Auch zur Verkehrsbeobachtung können TerraSAR-X-Daten herangezogen werden. Dazu hat das DLR bereits ausgewählte Autobahnabschnitte in Deutschland, Österreich, der Schweiz sowie in Kalifornien aufgenommen. Gegenüber stationären Messverfahren können mit dem Satelliten Verkehrsinformationen ohne jegliche Installationen am Boden gewonnen werden, und das wetterunabhängig und grenzüberschreitend. Die Anwendung ist nicht nur auf das Erkennen von Staus beschränkt. „Wir können auf diese Weise die mittlere Geschwindigkeit entlang von Autobahntrassen messen und daraus die augenblickliche Reisezeit zwischen Verkehrsknotenpunkten ermitteln“, erläutert Hartmut Runge vom DLR-Institut für Methodik der Fernerkundung. Mit Hilfe dieser Daten könnten Anbieter von Verkehrsinformationsdiensten die mit herkömmlichen Methoden gewonnenen Daten verifizieren und Lücken in ihrem Informationsnetzwerk schließen.

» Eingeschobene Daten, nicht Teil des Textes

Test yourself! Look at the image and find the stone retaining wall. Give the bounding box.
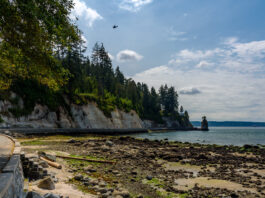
[0,137,24,198]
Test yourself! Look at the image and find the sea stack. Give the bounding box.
[201,116,209,131]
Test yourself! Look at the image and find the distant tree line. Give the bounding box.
[0,0,189,123]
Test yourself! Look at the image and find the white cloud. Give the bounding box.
[179,87,201,95]
[196,61,213,68]
[81,35,88,47]
[167,27,188,41]
[132,39,265,121]
[169,37,265,72]
[108,53,115,60]
[119,0,153,12]
[224,37,238,45]
[70,0,103,27]
[117,50,143,62]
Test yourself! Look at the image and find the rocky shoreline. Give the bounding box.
[18,135,265,198]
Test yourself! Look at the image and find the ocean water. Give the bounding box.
[129,127,265,146]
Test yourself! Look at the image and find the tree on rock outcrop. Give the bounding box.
[0,0,80,90]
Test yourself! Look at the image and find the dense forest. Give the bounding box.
[0,0,189,125]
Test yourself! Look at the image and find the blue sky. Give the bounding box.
[72,0,265,121]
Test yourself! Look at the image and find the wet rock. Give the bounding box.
[106,140,113,146]
[74,174,84,181]
[26,192,43,198]
[146,175,153,180]
[45,154,56,162]
[38,177,55,190]
[67,139,76,144]
[43,193,60,198]
[39,161,49,168]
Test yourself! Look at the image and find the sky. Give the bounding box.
[71,0,265,121]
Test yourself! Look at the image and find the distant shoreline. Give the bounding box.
[191,121,265,127]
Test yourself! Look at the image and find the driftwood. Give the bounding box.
[56,155,115,164]
[40,156,62,169]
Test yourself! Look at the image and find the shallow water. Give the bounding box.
[129,127,265,146]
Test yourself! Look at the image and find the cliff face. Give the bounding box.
[0,94,143,129]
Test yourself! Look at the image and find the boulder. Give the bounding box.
[43,193,60,198]
[38,177,55,190]
[26,192,43,198]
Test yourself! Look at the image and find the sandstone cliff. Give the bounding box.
[0,93,143,129]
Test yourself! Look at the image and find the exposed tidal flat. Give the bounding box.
[129,127,265,146]
[17,135,265,198]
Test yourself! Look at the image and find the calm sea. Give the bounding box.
[129,127,265,146]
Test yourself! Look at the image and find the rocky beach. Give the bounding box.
[19,135,265,198]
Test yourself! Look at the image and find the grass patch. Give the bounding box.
[0,115,4,123]
[67,179,97,195]
[21,140,48,146]
[156,190,185,198]
[146,178,164,188]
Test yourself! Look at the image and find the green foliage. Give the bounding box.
[0,0,80,90]
[0,115,4,123]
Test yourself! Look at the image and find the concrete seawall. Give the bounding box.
[0,136,24,198]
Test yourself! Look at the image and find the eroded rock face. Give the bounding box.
[0,95,143,129]
[71,103,143,129]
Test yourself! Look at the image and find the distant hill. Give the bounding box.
[191,121,265,127]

Am Beispiel einer spektakulären Aufnahme der Golden Gate Brücke am Eingang zur Bucht von San Francisco wird die außerordentlich hohe Lokalisierungsgenauigkeit der TerraSARX-Bilder deutlich: Im Bild sind sogar Spiegelungen der Brücke an der Wasseroberfläche zu sehen, die durch Reflexion des Radarsignals zwischen Brücke und Wasseroberfläche zu Stande kommen. Selbst die beiden Hauptkabel mit einem Durchmesser von 0,92 Metern und die Hänger in einem Abstand von 15 Metern sind zu erkennen. Durch die Überlagerung dreier unterschiedlich farbkodierter Bilder, die zu verschiedenen Zeitpunkten aufgenommen wurden, erscheinen Veränderungen, die zwischen diesen Aufnahmen stattfanden, farbig. Alle unveränderten Bildbereiche sind grau. Im Oktober 2009 soll ein zweiter, nahezu baugleicher deutscher Radarsatellit, TanDEM-X, vom russischen Weltraumbahnhof Baikonur aus starten. Das deutsche Doppel wird dann in einer engen Formation mit Abständen zwischen einigen Kilometern und 200 Metern fliegen. Dabei tanzt der neue Satellit TanDEM-X gleichsam um TerraSAR-X. Zusammen können die beiden Satelliten dreidimensionale Datenprodukte liefern, die zu einem globalen, digitalen Höhenmodell aller Landmassen der Erdoberfläche mit bislang unerreichter Genauigkeit führen.